Four

783 85 81
                                    

"Evde çok sıkılıyorum. Ayrıca böyle başına kalmış gibi oldum. Apartmanda hiç kimseye görünmeden çıkarım, kendim için kalacak bir yer bulurum." bunları söylerken Louis'nin kötü bakışlarının hedefi olmuştu.

"Başıma kalmış gibi olmadın. Yüzündeki yaralar daha yeni iyileşmeye başladı. Dün kapıda birisiyle konuşurken gördüm onu. Yarın evdeki eşyaların taşınması için birini göndermesini istiyordu. Birkaç gün daha bekleyebilirsin galiba."

Harry oflayarak pencerenin yanından ayrılıp koltuğa oturdu. Koltuğun yastığını kucağına alıp yüzünü astı. "Senin için söylüyorum Harry. Yoksa bu heriften kurtulamazsın. Eğer gerçekten kurtulmak istiyorsan tabi." son söylediğini sessiz söylemiş olsa da Harry duymuştu.

"Eğer ondan kurtulmak istemeseydim bir haftadır evin içinde sıkıntıdan patlamazdım. Dışarıya çıkıp beni bulmasını beklerdim."

"Her neyse. Evi nereden almayı düşünüyorsun? Biraz araştırma yap."

"Aslında şimdiki evimi seviyorum. Buraya yakın bir yerden benzer bir ev almayı düşünüyorum." Louis başını sallayıp ayağa kalktı.

"Ben biraz çalışsam sorun olur mu?" Harry başını iki yana sallayıp yastığın ucuyla oynamaya başladı. Louis onun evde canının sıkıldığının farkındaydı ama hala içindeki onu koruma hissini bastıramıyordu.

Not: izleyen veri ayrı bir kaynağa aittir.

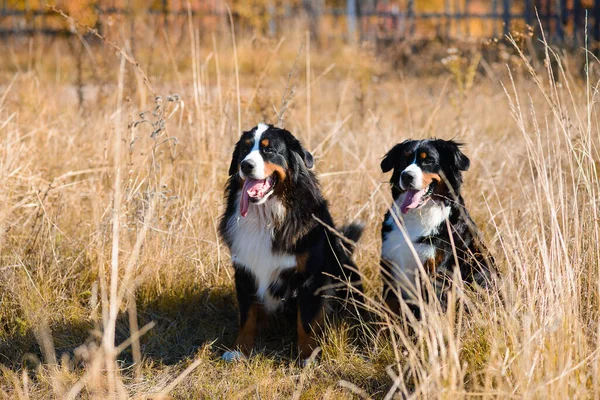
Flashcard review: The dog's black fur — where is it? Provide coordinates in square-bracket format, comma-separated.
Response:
[381, 139, 496, 317]
[219, 124, 363, 359]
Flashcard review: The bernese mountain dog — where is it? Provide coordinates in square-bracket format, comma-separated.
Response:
[381, 139, 495, 318]
[219, 123, 363, 362]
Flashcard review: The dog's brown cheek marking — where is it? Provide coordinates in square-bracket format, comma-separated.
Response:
[265, 162, 287, 182]
[296, 252, 308, 272]
[296, 307, 325, 360]
[423, 172, 442, 187]
[234, 303, 265, 356]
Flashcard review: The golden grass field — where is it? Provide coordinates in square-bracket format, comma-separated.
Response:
[0, 10, 600, 399]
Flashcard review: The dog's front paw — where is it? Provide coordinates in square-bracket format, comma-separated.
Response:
[221, 350, 246, 362]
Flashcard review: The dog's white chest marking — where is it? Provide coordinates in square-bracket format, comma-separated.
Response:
[381, 194, 450, 285]
[227, 196, 296, 309]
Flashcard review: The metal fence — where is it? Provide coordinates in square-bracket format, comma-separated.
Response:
[0, 0, 600, 43]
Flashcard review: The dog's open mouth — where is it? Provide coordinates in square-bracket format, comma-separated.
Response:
[400, 181, 437, 214]
[240, 176, 275, 217]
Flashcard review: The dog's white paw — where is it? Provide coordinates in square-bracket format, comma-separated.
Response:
[221, 351, 246, 362]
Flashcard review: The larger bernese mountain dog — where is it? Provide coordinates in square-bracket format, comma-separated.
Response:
[381, 139, 495, 318]
[219, 123, 363, 361]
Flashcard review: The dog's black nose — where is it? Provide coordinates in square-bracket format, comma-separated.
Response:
[400, 171, 415, 188]
[240, 160, 254, 175]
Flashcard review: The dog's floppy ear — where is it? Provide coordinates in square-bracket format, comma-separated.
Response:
[440, 140, 471, 171]
[300, 145, 315, 169]
[281, 129, 315, 182]
[229, 142, 240, 176]
[381, 139, 411, 172]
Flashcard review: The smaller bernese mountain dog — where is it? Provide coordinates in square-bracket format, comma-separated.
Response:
[381, 139, 495, 318]
[219, 123, 363, 362]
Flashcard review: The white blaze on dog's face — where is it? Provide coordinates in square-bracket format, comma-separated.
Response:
[240, 123, 269, 179]
[381, 139, 469, 214]
[229, 123, 313, 217]
[398, 162, 423, 190]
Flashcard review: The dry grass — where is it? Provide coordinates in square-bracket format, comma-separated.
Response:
[0, 11, 600, 398]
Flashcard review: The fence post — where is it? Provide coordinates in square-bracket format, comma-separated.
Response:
[503, 0, 511, 36]
[491, 0, 498, 37]
[463, 0, 471, 36]
[406, 0, 416, 36]
[555, 0, 567, 42]
[573, 0, 581, 43]
[346, 0, 356, 42]
[162, 0, 169, 32]
[594, 0, 600, 45]
[525, 0, 532, 26]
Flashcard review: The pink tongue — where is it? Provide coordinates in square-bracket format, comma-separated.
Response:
[400, 189, 427, 214]
[240, 178, 271, 217]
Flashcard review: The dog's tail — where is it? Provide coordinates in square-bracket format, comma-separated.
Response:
[340, 221, 365, 254]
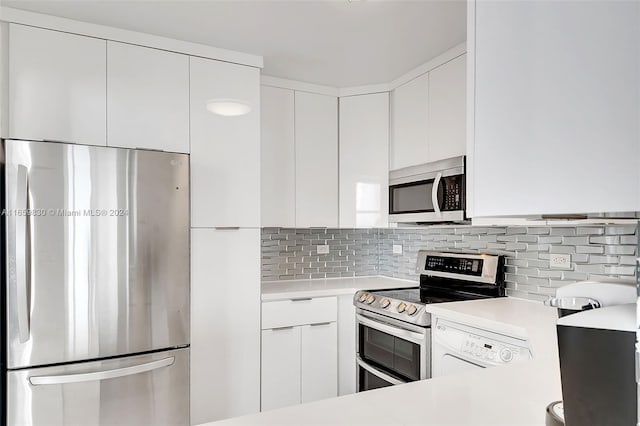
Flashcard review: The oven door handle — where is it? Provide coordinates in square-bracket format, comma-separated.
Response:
[356, 314, 424, 345]
[356, 358, 407, 385]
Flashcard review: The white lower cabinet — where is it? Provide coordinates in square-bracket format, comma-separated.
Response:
[338, 294, 357, 396]
[190, 229, 260, 424]
[261, 297, 338, 411]
[261, 327, 302, 411]
[299, 321, 338, 402]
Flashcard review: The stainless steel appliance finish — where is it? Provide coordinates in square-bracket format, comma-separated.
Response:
[353, 251, 504, 392]
[3, 140, 190, 425]
[416, 250, 500, 284]
[7, 348, 189, 426]
[356, 309, 431, 391]
[389, 156, 466, 223]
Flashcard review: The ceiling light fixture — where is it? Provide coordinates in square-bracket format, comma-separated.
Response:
[207, 99, 251, 117]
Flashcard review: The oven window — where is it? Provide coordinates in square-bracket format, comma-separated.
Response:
[359, 324, 420, 381]
[358, 367, 391, 392]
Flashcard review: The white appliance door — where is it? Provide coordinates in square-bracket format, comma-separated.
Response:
[433, 354, 485, 377]
[4, 140, 189, 369]
[6, 348, 189, 426]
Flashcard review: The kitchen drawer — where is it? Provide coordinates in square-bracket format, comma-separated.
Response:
[262, 297, 338, 330]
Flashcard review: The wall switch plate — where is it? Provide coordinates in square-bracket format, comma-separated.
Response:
[549, 254, 571, 269]
[318, 244, 329, 254]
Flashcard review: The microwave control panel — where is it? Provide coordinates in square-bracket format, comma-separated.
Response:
[442, 175, 464, 211]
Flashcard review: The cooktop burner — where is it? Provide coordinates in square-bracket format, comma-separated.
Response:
[369, 288, 479, 305]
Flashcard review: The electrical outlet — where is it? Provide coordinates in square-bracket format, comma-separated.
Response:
[549, 254, 571, 269]
[318, 244, 329, 254]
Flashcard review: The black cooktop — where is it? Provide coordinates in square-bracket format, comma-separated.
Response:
[371, 287, 491, 305]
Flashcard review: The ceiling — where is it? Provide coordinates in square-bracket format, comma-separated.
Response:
[2, 0, 466, 87]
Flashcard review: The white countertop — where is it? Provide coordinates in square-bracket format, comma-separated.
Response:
[262, 276, 419, 302]
[210, 294, 561, 426]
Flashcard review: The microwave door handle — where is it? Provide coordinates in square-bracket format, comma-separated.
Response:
[431, 172, 442, 217]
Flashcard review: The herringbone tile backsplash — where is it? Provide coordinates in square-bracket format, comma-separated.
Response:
[262, 225, 638, 300]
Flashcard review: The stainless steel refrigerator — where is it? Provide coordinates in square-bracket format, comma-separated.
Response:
[0, 140, 189, 426]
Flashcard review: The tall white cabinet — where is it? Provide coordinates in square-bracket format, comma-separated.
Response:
[190, 57, 260, 424]
[340, 92, 389, 228]
[107, 41, 189, 153]
[2, 24, 107, 145]
[190, 57, 260, 228]
[469, 1, 640, 216]
[191, 229, 260, 425]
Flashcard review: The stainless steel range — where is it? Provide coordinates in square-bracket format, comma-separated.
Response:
[353, 251, 504, 392]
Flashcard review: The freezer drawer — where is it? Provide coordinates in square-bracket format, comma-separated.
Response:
[7, 348, 189, 426]
[4, 140, 189, 369]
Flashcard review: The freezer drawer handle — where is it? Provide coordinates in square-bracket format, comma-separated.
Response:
[15, 165, 31, 343]
[29, 356, 175, 386]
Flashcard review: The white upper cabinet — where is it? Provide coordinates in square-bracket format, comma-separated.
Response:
[427, 54, 467, 161]
[107, 41, 189, 153]
[260, 86, 296, 228]
[295, 91, 338, 228]
[190, 57, 260, 228]
[340, 93, 389, 228]
[3, 24, 107, 145]
[389, 50, 467, 170]
[470, 1, 640, 216]
[389, 74, 429, 170]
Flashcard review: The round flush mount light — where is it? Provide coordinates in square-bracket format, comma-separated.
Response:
[207, 99, 251, 117]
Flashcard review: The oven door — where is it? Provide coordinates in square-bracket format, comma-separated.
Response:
[357, 358, 407, 392]
[356, 309, 431, 390]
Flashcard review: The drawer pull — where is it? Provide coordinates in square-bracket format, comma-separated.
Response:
[271, 325, 293, 331]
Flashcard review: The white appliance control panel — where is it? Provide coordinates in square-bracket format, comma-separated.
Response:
[432, 318, 532, 377]
[461, 334, 531, 364]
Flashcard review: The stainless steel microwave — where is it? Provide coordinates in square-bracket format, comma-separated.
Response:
[389, 156, 466, 223]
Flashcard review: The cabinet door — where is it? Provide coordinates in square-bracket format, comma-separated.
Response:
[190, 57, 260, 228]
[340, 93, 389, 228]
[260, 86, 296, 228]
[338, 294, 356, 396]
[8, 24, 107, 145]
[107, 41, 189, 153]
[389, 74, 429, 170]
[472, 1, 640, 216]
[261, 327, 302, 411]
[300, 322, 338, 403]
[191, 229, 260, 424]
[427, 54, 467, 161]
[295, 92, 338, 228]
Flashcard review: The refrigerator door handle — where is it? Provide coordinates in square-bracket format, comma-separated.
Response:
[14, 165, 30, 343]
[29, 356, 175, 386]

Odaya gidip bilgisayarını kucağına aldığında içi rahat etmedi. Dolabından kot ceketini alıp salona geri döndü. "Kalk gidiyoruz." dediğinde Harry kaşlarını kaldırarak ona baktı.

"Nereye?"

"Madem canın sıkılıyor biraz dışarı çıkalım. Hava almış olursun." şaşkın bakışları eşliğinde gülümseyerek ayağa kalktı. Büyük adımlar atıp Louis'ye sarıldı.

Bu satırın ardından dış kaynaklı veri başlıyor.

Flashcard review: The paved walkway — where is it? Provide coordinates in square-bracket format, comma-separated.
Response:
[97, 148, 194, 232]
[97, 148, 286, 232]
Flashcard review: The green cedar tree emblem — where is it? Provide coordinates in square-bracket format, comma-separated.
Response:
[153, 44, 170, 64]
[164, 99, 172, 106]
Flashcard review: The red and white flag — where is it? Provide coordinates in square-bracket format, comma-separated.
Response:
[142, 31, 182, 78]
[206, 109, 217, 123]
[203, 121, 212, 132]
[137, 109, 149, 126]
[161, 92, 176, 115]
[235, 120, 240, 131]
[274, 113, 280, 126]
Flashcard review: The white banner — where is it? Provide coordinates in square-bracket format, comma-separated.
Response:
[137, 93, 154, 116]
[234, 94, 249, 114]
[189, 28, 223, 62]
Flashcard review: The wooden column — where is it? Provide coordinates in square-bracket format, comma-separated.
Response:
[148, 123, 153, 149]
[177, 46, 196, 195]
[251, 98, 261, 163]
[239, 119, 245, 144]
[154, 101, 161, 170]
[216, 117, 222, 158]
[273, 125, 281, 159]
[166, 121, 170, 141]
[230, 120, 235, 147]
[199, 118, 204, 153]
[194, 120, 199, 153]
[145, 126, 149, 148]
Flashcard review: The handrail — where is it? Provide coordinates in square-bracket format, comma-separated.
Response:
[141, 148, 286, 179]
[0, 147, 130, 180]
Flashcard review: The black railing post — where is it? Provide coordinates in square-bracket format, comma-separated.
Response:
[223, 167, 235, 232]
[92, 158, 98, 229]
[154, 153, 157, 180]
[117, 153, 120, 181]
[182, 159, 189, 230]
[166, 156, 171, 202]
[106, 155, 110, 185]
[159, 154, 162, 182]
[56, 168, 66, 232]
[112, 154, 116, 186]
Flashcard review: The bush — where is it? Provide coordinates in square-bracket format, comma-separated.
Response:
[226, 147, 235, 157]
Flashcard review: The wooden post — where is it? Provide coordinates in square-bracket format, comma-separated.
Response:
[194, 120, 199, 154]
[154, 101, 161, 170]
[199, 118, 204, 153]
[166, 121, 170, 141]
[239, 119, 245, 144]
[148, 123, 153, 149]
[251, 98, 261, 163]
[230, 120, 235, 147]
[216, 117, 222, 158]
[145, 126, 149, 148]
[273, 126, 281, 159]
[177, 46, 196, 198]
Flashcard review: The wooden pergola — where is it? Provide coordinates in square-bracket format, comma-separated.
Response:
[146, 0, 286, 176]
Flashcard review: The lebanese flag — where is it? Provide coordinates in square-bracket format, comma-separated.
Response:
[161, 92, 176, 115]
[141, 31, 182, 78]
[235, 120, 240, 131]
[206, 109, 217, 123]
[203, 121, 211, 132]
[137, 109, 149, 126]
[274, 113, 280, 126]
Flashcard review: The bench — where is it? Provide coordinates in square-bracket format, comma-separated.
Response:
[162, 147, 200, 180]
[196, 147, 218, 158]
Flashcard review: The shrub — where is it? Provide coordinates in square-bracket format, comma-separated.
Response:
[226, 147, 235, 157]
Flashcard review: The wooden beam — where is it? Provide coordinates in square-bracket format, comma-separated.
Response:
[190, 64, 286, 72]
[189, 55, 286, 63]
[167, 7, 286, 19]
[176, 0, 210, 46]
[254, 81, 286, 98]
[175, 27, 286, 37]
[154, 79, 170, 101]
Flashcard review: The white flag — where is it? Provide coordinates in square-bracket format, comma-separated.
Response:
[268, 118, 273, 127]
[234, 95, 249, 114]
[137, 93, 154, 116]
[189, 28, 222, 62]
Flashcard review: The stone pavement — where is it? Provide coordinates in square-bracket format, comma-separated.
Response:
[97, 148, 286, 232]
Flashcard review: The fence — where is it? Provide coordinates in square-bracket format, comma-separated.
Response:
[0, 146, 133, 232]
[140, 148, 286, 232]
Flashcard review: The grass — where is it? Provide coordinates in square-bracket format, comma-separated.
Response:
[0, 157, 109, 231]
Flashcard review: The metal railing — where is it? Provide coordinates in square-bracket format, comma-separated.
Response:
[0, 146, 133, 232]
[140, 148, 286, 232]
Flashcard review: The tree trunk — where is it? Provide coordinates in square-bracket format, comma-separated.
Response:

"Teşekkür ederim, seni seviyorum Lou." ikide duraksadı. Harry kızaran yanaklarını saklamaya çalıştı. "Şey yani-"

"Tamam açıklama yapmana gerek yok. Biz eski arkadaşız seni böyle can sıkıntısıyla bırakamazdım. Hadi gidelim." Harry utangaç bir gülümseme sunup kapının yanındaki askıdan Louis'nin ceketini aldı.

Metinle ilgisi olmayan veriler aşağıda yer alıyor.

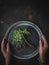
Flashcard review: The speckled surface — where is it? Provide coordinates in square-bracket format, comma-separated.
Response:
[0, 0, 49, 65]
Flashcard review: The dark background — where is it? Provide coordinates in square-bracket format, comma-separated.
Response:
[0, 0, 49, 65]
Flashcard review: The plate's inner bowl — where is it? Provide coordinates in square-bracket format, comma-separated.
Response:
[7, 25, 39, 58]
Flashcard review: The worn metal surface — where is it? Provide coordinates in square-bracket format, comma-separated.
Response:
[0, 1, 49, 65]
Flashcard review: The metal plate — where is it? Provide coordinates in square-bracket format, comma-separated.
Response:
[5, 21, 42, 59]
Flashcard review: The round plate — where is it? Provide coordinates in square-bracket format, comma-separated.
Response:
[5, 21, 42, 59]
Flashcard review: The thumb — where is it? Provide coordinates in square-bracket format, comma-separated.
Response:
[7, 43, 10, 53]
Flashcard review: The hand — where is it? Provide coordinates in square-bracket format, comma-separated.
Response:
[39, 35, 48, 62]
[1, 39, 10, 65]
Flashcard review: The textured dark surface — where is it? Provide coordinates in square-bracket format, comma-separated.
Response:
[0, 0, 49, 65]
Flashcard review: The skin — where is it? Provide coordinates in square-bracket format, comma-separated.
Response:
[1, 38, 11, 65]
[39, 35, 48, 62]
[1, 35, 48, 65]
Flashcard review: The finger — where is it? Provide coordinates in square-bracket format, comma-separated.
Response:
[1, 38, 5, 51]
[42, 35, 48, 47]
[7, 43, 10, 53]
[1, 38, 6, 55]
[39, 40, 42, 49]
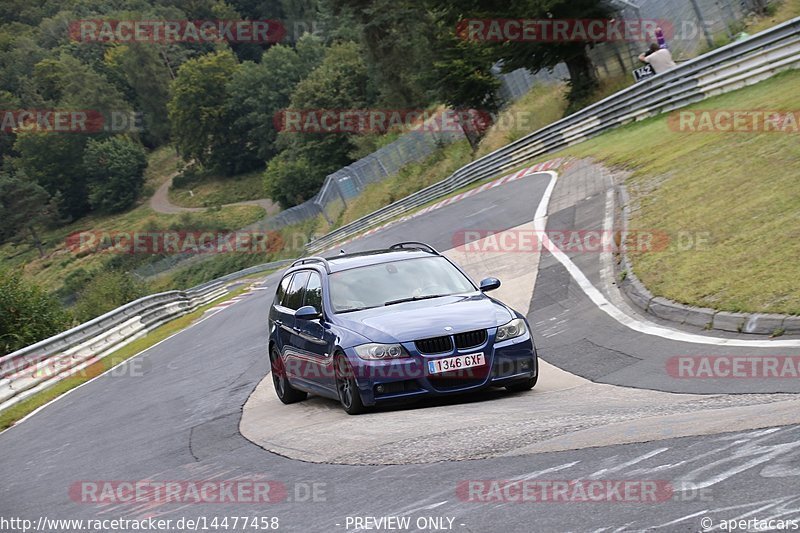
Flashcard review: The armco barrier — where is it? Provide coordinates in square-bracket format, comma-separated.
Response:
[0, 261, 289, 411]
[306, 18, 800, 253]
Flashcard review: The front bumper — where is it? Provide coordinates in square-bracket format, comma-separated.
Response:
[347, 332, 539, 405]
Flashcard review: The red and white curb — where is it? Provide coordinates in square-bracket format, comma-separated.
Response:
[336, 157, 570, 250]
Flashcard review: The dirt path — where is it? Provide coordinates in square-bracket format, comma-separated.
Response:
[150, 174, 280, 215]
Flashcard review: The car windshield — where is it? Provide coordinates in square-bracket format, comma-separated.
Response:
[330, 257, 476, 313]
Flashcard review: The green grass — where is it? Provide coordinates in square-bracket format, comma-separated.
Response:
[746, 0, 800, 34]
[169, 170, 265, 207]
[0, 148, 265, 291]
[0, 287, 245, 431]
[558, 71, 800, 314]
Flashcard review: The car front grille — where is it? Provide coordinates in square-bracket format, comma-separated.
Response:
[453, 329, 487, 350]
[414, 335, 453, 354]
[414, 329, 488, 354]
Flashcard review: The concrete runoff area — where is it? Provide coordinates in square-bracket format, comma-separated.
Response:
[240, 218, 800, 464]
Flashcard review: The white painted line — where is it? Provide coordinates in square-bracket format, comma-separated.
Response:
[534, 171, 800, 348]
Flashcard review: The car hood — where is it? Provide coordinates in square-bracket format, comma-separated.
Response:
[332, 294, 514, 343]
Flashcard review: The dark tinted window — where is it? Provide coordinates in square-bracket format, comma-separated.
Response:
[303, 272, 322, 311]
[283, 271, 309, 311]
[273, 274, 292, 305]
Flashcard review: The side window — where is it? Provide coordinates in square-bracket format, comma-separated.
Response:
[303, 272, 322, 311]
[272, 274, 292, 305]
[283, 270, 310, 311]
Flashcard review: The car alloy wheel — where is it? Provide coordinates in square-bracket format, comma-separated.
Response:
[336, 355, 364, 415]
[269, 347, 308, 403]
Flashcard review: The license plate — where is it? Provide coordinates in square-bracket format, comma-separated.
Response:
[428, 353, 486, 374]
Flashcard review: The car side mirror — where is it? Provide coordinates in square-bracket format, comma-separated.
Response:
[294, 305, 322, 320]
[481, 278, 500, 292]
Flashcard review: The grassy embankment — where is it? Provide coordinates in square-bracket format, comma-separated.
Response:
[559, 71, 800, 314]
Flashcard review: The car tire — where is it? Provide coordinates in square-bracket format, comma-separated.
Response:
[334, 355, 366, 415]
[269, 346, 308, 404]
[506, 374, 539, 392]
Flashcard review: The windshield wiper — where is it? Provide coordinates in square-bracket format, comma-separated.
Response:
[383, 294, 450, 306]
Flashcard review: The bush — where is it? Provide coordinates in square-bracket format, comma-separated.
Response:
[0, 270, 71, 355]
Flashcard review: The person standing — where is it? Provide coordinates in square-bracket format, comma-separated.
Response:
[639, 43, 678, 74]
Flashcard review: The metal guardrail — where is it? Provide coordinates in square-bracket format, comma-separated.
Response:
[306, 18, 800, 253]
[0, 260, 291, 411]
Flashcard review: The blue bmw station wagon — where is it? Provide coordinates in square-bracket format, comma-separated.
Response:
[269, 242, 538, 414]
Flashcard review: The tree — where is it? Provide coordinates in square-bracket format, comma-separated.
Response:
[433, 29, 500, 152]
[167, 50, 245, 175]
[226, 35, 324, 161]
[83, 135, 147, 213]
[264, 152, 318, 207]
[427, 0, 616, 107]
[105, 43, 171, 147]
[0, 269, 70, 355]
[0, 170, 58, 257]
[265, 43, 373, 207]
[332, 0, 435, 108]
[14, 132, 90, 219]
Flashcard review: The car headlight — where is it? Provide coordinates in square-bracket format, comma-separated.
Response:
[495, 318, 528, 342]
[355, 343, 409, 360]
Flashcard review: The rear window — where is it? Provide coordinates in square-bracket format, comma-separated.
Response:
[303, 272, 322, 311]
[272, 274, 292, 305]
[283, 270, 310, 311]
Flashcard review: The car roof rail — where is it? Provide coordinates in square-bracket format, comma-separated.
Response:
[292, 256, 331, 274]
[389, 241, 441, 255]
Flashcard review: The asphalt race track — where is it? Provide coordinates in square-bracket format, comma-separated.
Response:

Birlikte sessizce evden çıktılar. Hızlıca bir taksi durdurup arka koltuğuna yerleştiler. Yol boyunca sessizliklerini korudular. Louis'nin söylediği yere geldiklerinde Louis parayı ödeyip taksiden indi. Harry ona yetişip yanında yürümeye başladı.

"Sana borcumu ödeyeceğim." Louis'nin kaşları çatıldı.

"Ne borcundan bahsediyorsun?"

"Bana tüm bu yaptıkların ve benim yüzümden ödediğin paralar."

"Senden karşılık bekleyerek yapmıyorum bunları. Borcun falan yok. Şimdi biraz eğlenelim." ikisi bara girdiklerinde yoğun bir sigara kokusu ve şiddetli müzik mekanı dolduruyordu. Louis önde Harry arkada ilerliyorlardı. Harry Louis'yi kaybetmemek için fark ettirmeden ceketinin ucundan tutuyordu.

İki içki alıp bar taburelerine oturdular. Louis etrafa göz gezdirirken tanıdık yüzlerle karşılaşınca ayağa kalktı. "Ben hemen dönerim." deyip Harry'nin yanından ayrıldı.

Gözleriyle onun gittiği yeri takip etti. Uzun boylu, kasları buradayım diye bağıran bir adamın yanında durmuştu Louis. Önce sarıldılar sonra birbirlerine yakın durarak konuşmaya başladılar. Harry'nin tek yaptığı şeyse onları izlemekti.

Louis'nin flört eder gibi bir hali vardı Harry'ye göre. Konuşurken elleri sürekli karşısındaki adamın vücuduna temas halindeydi. Bu durum nedenini anlayamadığı bir şekilde Harry'yi oldukça rahatsız etmişti. Elindeki bardağı dibini görene kadar kafasına dikip yenisini istedi.